The authors also concluded that "survival and reproduction of bears in southern Davis Strait was greater than in the north and tied to a concurrent dramatic increase in breeding harp seals (Pagophilus groenlandicus) in Labrador." They suggest that the Davis Strait polar bear subpopulation is characterized by "low recruitment rates, average adult survival rates, and high population density." The high density of bears in this region may be affecting recruitment (i.e. reproduction): the authors state that "low reproductive rates may reflect negative effects of greater densities or worsening ice conditions." It seems that polar bear populations with a high density of animals may show changes to life history parameters ["density-dependent responses"] that are similar to those expected in populations affected by declines in sea ice. This may seem a surprising outcome but it is not unprecedented. Similar results were found for Barents Sea polar bears studied between 1988 and 2002, prompting researcher Andrew Derocher (2005) to state: "given that the population may be showing density-dependent responses, it is not possible to differentiate the climatic effects from population effects."

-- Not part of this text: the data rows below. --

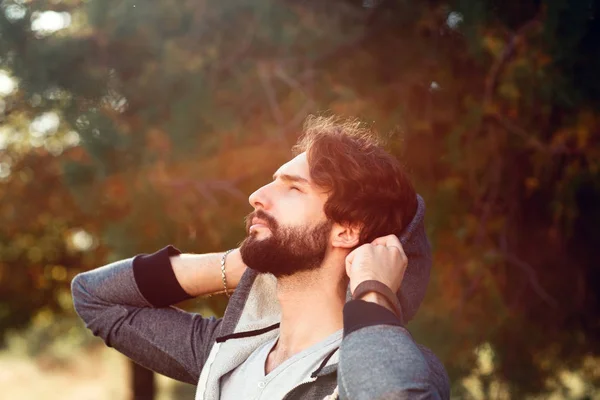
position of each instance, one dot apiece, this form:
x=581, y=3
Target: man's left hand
x=383, y=260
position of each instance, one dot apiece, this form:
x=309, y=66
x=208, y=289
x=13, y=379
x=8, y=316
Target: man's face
x=288, y=231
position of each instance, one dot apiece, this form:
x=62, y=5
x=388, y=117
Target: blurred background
x=129, y=125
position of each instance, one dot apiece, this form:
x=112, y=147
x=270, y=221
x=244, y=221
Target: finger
x=389, y=240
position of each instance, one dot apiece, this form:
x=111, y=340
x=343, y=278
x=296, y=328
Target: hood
x=418, y=251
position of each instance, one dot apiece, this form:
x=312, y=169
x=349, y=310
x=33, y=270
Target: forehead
x=296, y=166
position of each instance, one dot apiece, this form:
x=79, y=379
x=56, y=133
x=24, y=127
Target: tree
x=182, y=108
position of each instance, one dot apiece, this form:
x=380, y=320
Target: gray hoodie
x=128, y=304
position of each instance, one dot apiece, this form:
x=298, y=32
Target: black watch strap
x=381, y=288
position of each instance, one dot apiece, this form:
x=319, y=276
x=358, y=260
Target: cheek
x=299, y=211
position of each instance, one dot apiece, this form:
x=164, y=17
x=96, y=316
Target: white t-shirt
x=248, y=381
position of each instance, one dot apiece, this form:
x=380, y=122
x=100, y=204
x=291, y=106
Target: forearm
x=200, y=274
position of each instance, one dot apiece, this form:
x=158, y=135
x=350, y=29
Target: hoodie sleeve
x=379, y=359
x=128, y=304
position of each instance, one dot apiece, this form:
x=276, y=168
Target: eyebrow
x=291, y=178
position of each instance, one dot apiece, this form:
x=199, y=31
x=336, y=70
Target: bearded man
x=335, y=263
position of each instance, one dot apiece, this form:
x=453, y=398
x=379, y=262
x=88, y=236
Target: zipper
x=313, y=377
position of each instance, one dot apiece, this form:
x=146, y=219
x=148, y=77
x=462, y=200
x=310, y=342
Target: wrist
x=377, y=298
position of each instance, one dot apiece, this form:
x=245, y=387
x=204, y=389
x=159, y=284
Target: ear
x=345, y=236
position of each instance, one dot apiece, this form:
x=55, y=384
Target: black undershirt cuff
x=360, y=314
x=156, y=280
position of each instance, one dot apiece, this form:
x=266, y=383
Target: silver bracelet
x=223, y=271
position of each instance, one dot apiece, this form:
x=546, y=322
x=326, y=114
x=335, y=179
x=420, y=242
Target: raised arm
x=128, y=304
x=379, y=359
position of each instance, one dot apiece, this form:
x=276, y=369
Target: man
x=328, y=222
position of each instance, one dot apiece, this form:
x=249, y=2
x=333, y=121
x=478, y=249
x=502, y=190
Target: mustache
x=260, y=214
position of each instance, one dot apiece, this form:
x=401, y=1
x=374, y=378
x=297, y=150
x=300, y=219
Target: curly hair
x=366, y=184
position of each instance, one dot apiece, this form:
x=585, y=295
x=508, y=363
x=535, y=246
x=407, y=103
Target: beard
x=288, y=250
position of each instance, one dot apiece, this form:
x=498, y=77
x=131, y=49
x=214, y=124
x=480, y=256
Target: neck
x=311, y=309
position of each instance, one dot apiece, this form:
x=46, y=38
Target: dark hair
x=366, y=184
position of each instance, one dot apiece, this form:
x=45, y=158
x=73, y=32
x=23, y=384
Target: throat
x=274, y=359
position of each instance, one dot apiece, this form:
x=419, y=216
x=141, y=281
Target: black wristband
x=156, y=280
x=360, y=314
x=382, y=289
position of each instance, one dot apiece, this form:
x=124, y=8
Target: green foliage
x=183, y=108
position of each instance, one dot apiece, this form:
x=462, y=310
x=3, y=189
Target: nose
x=259, y=198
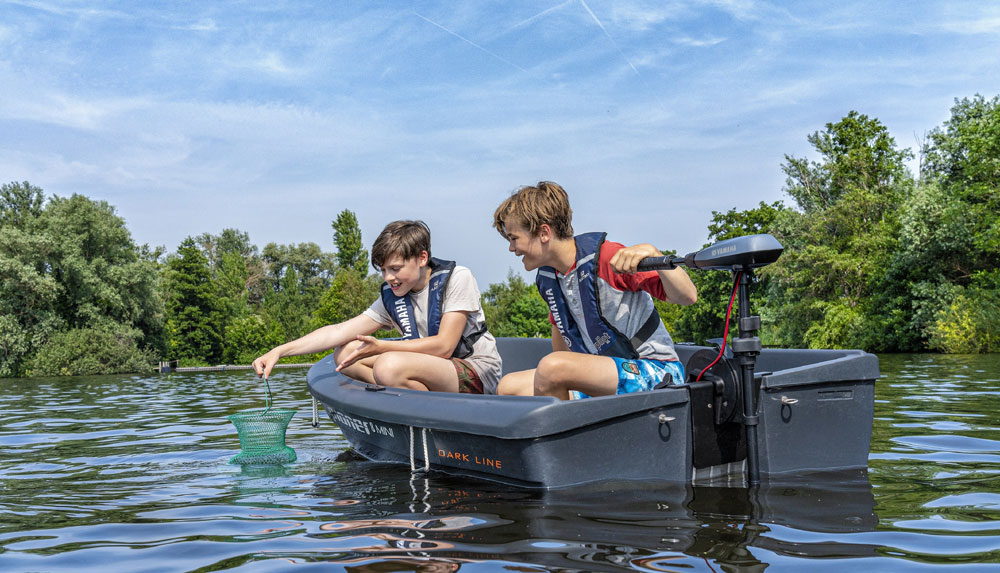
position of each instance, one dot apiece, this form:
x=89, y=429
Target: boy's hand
x=627, y=260
x=370, y=346
x=265, y=363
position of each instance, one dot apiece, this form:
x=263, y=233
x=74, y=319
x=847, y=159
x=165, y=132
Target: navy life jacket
x=401, y=308
x=607, y=339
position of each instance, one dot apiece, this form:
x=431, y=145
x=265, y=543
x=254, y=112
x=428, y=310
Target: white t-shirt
x=461, y=294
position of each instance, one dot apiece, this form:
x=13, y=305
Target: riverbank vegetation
x=876, y=257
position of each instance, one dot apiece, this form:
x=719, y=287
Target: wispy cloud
x=470, y=42
x=199, y=113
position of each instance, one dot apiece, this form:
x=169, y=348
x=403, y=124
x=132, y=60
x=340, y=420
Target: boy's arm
x=677, y=285
x=442, y=344
x=323, y=338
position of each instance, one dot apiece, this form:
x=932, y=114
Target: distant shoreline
x=164, y=368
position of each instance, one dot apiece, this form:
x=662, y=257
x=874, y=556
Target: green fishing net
x=262, y=434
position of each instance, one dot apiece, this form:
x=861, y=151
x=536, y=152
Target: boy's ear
x=545, y=233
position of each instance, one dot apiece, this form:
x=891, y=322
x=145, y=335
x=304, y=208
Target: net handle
x=267, y=396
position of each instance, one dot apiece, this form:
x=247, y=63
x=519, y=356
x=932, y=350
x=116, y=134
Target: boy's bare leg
x=416, y=371
x=520, y=383
x=360, y=370
x=560, y=372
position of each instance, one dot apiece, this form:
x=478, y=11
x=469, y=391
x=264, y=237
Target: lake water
x=131, y=473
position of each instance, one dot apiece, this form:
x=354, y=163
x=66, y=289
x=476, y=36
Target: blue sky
x=271, y=118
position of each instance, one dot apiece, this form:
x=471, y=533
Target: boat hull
x=661, y=435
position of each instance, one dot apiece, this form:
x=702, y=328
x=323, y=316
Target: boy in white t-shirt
x=434, y=303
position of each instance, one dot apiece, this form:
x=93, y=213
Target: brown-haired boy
x=434, y=303
x=607, y=337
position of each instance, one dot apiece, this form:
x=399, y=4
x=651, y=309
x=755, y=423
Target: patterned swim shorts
x=641, y=374
x=468, y=380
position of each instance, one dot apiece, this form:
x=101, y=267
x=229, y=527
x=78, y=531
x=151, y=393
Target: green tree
x=963, y=159
x=831, y=284
x=28, y=290
x=195, y=319
x=515, y=308
x=347, y=240
x=705, y=319
x=89, y=351
x=70, y=265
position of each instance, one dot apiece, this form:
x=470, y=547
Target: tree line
x=876, y=257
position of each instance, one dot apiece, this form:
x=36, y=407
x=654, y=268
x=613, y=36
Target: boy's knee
x=341, y=352
x=390, y=369
x=552, y=372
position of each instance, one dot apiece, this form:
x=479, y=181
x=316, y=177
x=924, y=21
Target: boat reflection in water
x=439, y=523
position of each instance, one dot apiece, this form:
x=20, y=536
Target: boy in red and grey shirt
x=607, y=337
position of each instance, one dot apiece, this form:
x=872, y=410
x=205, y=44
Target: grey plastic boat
x=755, y=414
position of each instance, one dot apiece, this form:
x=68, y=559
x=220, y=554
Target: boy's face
x=405, y=275
x=524, y=244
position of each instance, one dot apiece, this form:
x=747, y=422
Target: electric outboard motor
x=738, y=254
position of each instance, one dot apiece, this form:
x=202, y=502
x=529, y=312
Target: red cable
x=725, y=336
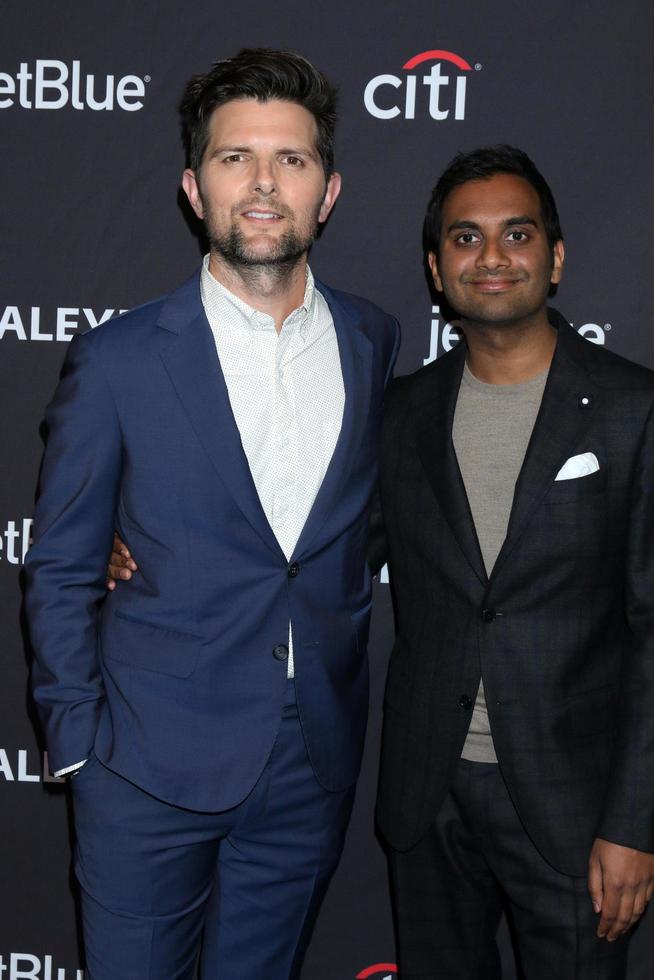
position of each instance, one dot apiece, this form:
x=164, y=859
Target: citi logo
x=26, y=966
x=442, y=339
x=52, y=84
x=388, y=96
x=380, y=971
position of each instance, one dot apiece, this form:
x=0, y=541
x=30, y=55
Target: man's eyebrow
x=456, y=225
x=521, y=219
x=306, y=151
x=229, y=148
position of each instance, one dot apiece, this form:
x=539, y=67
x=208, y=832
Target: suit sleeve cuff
x=69, y=769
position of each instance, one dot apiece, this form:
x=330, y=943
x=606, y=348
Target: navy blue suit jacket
x=172, y=682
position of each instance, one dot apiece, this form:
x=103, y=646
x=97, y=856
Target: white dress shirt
x=287, y=395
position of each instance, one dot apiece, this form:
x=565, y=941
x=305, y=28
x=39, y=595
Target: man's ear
x=558, y=254
x=433, y=265
x=192, y=191
x=331, y=193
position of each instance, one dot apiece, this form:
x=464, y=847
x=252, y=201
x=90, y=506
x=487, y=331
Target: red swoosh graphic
x=438, y=56
x=377, y=968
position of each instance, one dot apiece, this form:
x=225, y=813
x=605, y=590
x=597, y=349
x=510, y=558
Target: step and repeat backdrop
x=93, y=223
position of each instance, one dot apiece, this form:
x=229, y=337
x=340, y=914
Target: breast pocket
x=579, y=487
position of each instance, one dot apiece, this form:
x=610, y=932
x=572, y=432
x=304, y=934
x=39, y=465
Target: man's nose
x=493, y=255
x=264, y=181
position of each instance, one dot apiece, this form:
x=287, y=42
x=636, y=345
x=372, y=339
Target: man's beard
x=281, y=255
x=284, y=253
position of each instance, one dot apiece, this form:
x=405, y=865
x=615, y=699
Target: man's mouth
x=494, y=285
x=262, y=215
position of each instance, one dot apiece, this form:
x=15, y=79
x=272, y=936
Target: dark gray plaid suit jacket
x=563, y=631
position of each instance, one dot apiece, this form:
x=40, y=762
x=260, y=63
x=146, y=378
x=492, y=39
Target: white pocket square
x=582, y=465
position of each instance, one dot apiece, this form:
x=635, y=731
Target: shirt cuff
x=69, y=769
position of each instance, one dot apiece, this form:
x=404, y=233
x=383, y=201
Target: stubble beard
x=274, y=266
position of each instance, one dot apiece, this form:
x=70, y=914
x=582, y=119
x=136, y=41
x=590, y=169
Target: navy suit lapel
x=189, y=355
x=436, y=451
x=355, y=352
x=569, y=401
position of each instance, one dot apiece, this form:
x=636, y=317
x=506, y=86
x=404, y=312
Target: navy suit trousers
x=162, y=886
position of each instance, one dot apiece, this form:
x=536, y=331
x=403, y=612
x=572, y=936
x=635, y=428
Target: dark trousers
x=154, y=878
x=450, y=888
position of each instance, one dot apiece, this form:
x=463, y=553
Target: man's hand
x=620, y=882
x=121, y=564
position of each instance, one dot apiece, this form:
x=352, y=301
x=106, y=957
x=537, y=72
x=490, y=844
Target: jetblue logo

Effects of high density and less time spent feeding due to reduced sea ice appear to be viable explanations for the observed conditions in Davis Strait and these factors are not necessarily mutually exclusive. Nevertheless, polar bears in Davis Strait appear to be increasing, not declining as reported by the IUCN/SSC Polar Bear Specialist Group (Obbard et al., 2010) and others, despite the declines in sea ice.
Derocher 2005. Population ecology of polar bears at Svalbard, Norway. Population Ecology 47: 267-275.
Derocher, A., Garner, G.W., Lunn, N.J. and Wiig, Ø. (eds.) 1998. Polar Bears: Proceedings of the 12th meeting of the Polar Bear Specialists Group IUCN/SSC, 3-7 February, 1997, Oslo, Norway. Gland, Switzerland and Cambridge UK, IUCN.
Obbard, M.E., Theimann, G.W., Peacock, E. and DeBryn, T.D. (eds.) 2010. Polar Bears: Proceedings of the 15th meeting of the Polar Bear Specialist Group IUCN/SSC, 29 June-3 July, 2009, Copenhagen, Denmark. Gland, Switzerland and Cambridge UK, IUCN.
Stirling, I. and Parkinson, C.L. 2006. Possible effects of climate warming on selected populations of polar bears (Ursus maritimus) in the Canadian Arctic. Arctic: 59: 261-275.
Taylor, M. and Lee, J. 1995. Distribution and abundance of Canadian polar bear populations: a management perspective. Arctic 48: 147-154.